M.M. /h.s. Die letzten Tage vor der Wahl im Kanton Baselland. Wir wagen erneut eine Prognose, dieses Mal für den Regierungsrat:
Es könnte Isaac Reber reichen.
Es sind vier zentrale Faktoren, die für den Grünen sprechen:
- Die Wahlbeteiligung wird tiefer sein als letzes Mal (36 %, 4 % höher als normal), weil zum einen bürgerliche Protestwähler dieses Mal nicht wählen gehen und zum anderen vom bürgerlichen Lager kein letzter Akzent gesetzt wurde. Das nützt erfahrungsgemäss der Linken.
- Isaac Reber ist dieses Mal der Kandidat mit dem höchsten Sympathiewert (letztes Mal war es Ballmer, was diesem überdurchschnittliche 40’000 Stimmen brachte).
- Im Schnitt werden weniger als vier Linien ausgefüllt, was bedeutet, dass kein Lager sein Paket unverändert durchbringt.
- Reber braucht lediglich 5’000 bis 6’000 Stimmen mehr als letztes Mal, das sollte drinliegen.
Erinnern wir uns kurz an die Wahl vor vier Jahren. In einem Anfall von Wahnsinn (?) sagte die BaZ eine Links-Grüne Mehrheit im Regierungsrat voraus. Die Voraussage erfolgte nach einer wochenlangen Berichterstattung über den Ehemann von Frau Pegoraro, was vom bürgerlichen Lager als Kampagne gedeutet wurde.
Die BaZ-Prognose was das Signal an die Bürgerlichen, dass jetzt mobilisiert werden muss. Das gelang, mit dem Ergebnis, dass die Wahlbeteiligung um 4 % in die Höhe schnellte.
Das hat denn nicht nicht nur den beiden FDP-Vertretern genützt, sondern vor allem dem CVP-Mann Zwick und dem SVP-Kandidaten Krähenbühl. Letzterer war mit dem knappst möglichen Ergebnis gewählt worden. Das absolute Mehr hatte auch Eric Nussbaumer erreicht, flog aber als überzählig aus dem Rennen. Mit 27’000 Stimmen war er gefährlich nahe an Jörg Krähenbühl herangerückt. Mit gut 20’000 Stimmen holte sich Isaac Reber ein Achtungsergebnis.
Mit der tieferen Wahlbeteiligung braucht es bei dieser Wahl 26’000 Stimmen für einen Regierungssitz, tausend Stimmen weniger als letztes Mal.

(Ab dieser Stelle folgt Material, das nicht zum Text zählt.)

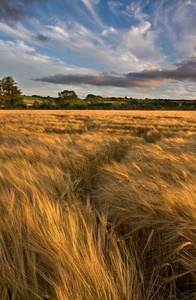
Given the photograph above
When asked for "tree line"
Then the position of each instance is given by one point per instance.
(11, 97)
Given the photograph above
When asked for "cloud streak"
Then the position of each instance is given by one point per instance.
(13, 11)
(182, 71)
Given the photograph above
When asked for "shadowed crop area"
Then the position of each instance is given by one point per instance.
(97, 205)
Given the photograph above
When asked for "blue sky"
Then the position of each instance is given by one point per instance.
(143, 48)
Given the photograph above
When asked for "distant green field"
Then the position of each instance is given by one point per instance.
(29, 100)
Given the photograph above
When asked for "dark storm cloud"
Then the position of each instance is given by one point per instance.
(183, 71)
(11, 10)
(42, 38)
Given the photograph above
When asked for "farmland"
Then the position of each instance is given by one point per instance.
(97, 205)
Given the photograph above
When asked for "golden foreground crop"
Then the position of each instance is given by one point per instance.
(97, 205)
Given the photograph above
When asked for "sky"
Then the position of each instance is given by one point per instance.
(139, 48)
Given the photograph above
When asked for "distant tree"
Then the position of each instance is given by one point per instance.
(9, 92)
(66, 96)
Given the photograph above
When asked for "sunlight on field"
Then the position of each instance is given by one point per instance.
(97, 205)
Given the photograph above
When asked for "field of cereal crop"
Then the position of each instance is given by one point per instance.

Auch dieses Mal kommt es zunächst einmal auf die Stammwähler an. Und bei diesem Segment haben die Bürgerlichen ein Problem. Denn weder kann man als bürgerlicher Wähler von dieser Regierung begeistert sein, noch ist es der Büza in den letzten Tagen gelungen, endlich ihr Lager zu mobilisieren.
Und dann sind da noch all die Denkzettel, die man dieses Mal im bürgerlichen Lager verteilen will.
Gehen 4 % bis 5 % weniger an die Urnen, von was wir ausgehen, kann es für die schwächsten der Bürgerlichen, den SVP-Mann Jörg Krähenbühl und den CVP-Kandidaten Peter Zwick eng werden.
Nicht gesichert ist jedoch auch die Wahl von SP-Regierungsrat Urs Wüthrich. Profitierte er in den letzten Wahlen von einem intakten Image, so ist er jetzt mehr als angeschlagen. Das ist nicht unerheblich. Im Bezirk Arlesheim hat letztes Mal jeder siebte Wähler Adrian Ballmer und Urs Wüthrich auf den selben Wahlzettel geschrieben!
Wüthrich kann demnach mit der Geschlossenheit seiner SP-Wählerschaft zählen, wird dieses Mal jedoch bedeutend weniger Stimmen aus dem bürgerlichen Lager holen.
Und hier kommt nun Isaac Reber ins Spiel: Er ist der einzige Kandidat, von dem man annimmt, er könne etwas ändern. Das ist die Schmierseife, die es für erfolgreiche Wahlresultate braucht. Und wie man inzwischen auch bei der Gewerbekammer in Liestal weiss: Isaac Reber ist auch für bürgerliche Wähler eine Wahl.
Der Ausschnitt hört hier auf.